How Latin America Can Maximize its Shale Gas Potential

How Latin America Can Maximize its Shale Gas Potential
A worker adjusts pipes during a hydraulic fracturing operation at an Encana Corp. well pad near Mead, Co., March 25, 2014 (AP photo by Brennan Linsley).

Shale gas is revolutionizing the world’s energy landscape. Seemingly overnight, supplies have increased dramatically due to technological advances, including hydraulic fracturing—known as fracking—and horizontal drilling. A world accustomed to energy scarcity and declining supplies is rapidly readjusting to abundance, at just the time when concerns about global climate change and the desire to identify cleaner, relatively inexpensive fuel sources intensify. These conditions and the impressive size of proven reserves within the Western Hemisphere in particular provide the Americas with an enviable opportunity for leadership in global shale gas.

The United States, Argentina, Canada, Mexico and Brazil all rank within the top 10 countries in terms of technically recoverable shale gas reserves, making up approximately 40 percent of the world’s total supply. With the possible exception of Colombia, which also has significant shale gas potential—but whose government is actively engaged in peace negotiations to end some 50 years of guerrilla conflict—the Americas also offer a stronger security environment for exploration and production compared to other gas-producing regions like North Africa and the Middle East.

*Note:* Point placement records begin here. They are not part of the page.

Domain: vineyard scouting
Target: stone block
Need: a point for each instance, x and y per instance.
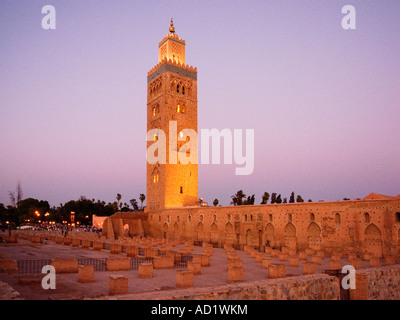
(390, 260)
(309, 268)
(310, 252)
(302, 255)
(375, 262)
(285, 250)
(115, 248)
(86, 244)
(316, 259)
(356, 263)
(118, 264)
(132, 251)
(117, 284)
(275, 253)
(266, 262)
(85, 274)
(234, 263)
(276, 271)
(65, 265)
(335, 264)
(194, 267)
(293, 261)
(145, 270)
(184, 279)
(235, 274)
(8, 266)
(150, 253)
(163, 262)
(283, 256)
(98, 245)
(259, 257)
(76, 242)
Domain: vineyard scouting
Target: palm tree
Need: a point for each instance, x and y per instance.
(142, 197)
(118, 199)
(134, 204)
(239, 197)
(234, 200)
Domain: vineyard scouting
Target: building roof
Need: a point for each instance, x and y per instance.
(377, 196)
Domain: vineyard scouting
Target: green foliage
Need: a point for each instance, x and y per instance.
(265, 198)
(291, 199)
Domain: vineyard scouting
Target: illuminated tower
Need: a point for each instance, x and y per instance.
(171, 98)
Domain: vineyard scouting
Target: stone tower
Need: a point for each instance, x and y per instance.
(172, 103)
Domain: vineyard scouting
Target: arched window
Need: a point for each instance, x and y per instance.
(337, 219)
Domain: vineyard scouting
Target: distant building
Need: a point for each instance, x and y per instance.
(370, 225)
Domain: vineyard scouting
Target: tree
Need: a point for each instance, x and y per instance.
(265, 198)
(249, 200)
(273, 198)
(291, 199)
(142, 197)
(239, 197)
(134, 204)
(118, 199)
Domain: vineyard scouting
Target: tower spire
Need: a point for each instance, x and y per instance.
(171, 28)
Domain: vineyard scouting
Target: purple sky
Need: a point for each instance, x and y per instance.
(324, 102)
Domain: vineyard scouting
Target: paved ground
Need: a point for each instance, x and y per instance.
(67, 286)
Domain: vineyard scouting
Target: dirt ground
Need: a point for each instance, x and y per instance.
(67, 286)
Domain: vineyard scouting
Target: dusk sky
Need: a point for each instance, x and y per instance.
(324, 102)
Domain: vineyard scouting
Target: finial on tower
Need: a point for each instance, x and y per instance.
(172, 29)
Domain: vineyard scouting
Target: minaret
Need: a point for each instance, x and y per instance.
(171, 98)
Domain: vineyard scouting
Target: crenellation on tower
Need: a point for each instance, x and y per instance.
(172, 99)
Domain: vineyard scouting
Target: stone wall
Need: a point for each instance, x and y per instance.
(309, 287)
(364, 226)
(377, 284)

But Latin America still has work to do to maximize its energy potential. Shale gas development is capital intensive. The economics of exploration and production, including the costs of equipment, talent, and volumes, along with wellhead prices, drive initial investor interest. A variety of other factors, from the regulatory framework and the quality of infrastructure to environmental and other political considerations, also play a critical role, particularly given the relatively long timeframe it takes for energy investments to mature. Anything that complicates the business climate will discourage investors, who will seek opportunities elsewhere—locking up equipment, capital and talent. In an environment of energy scarcity, resource-rich nations hold the cards; investments will necessarily materialize. With abundance, investors will go where opportunities are the most promising.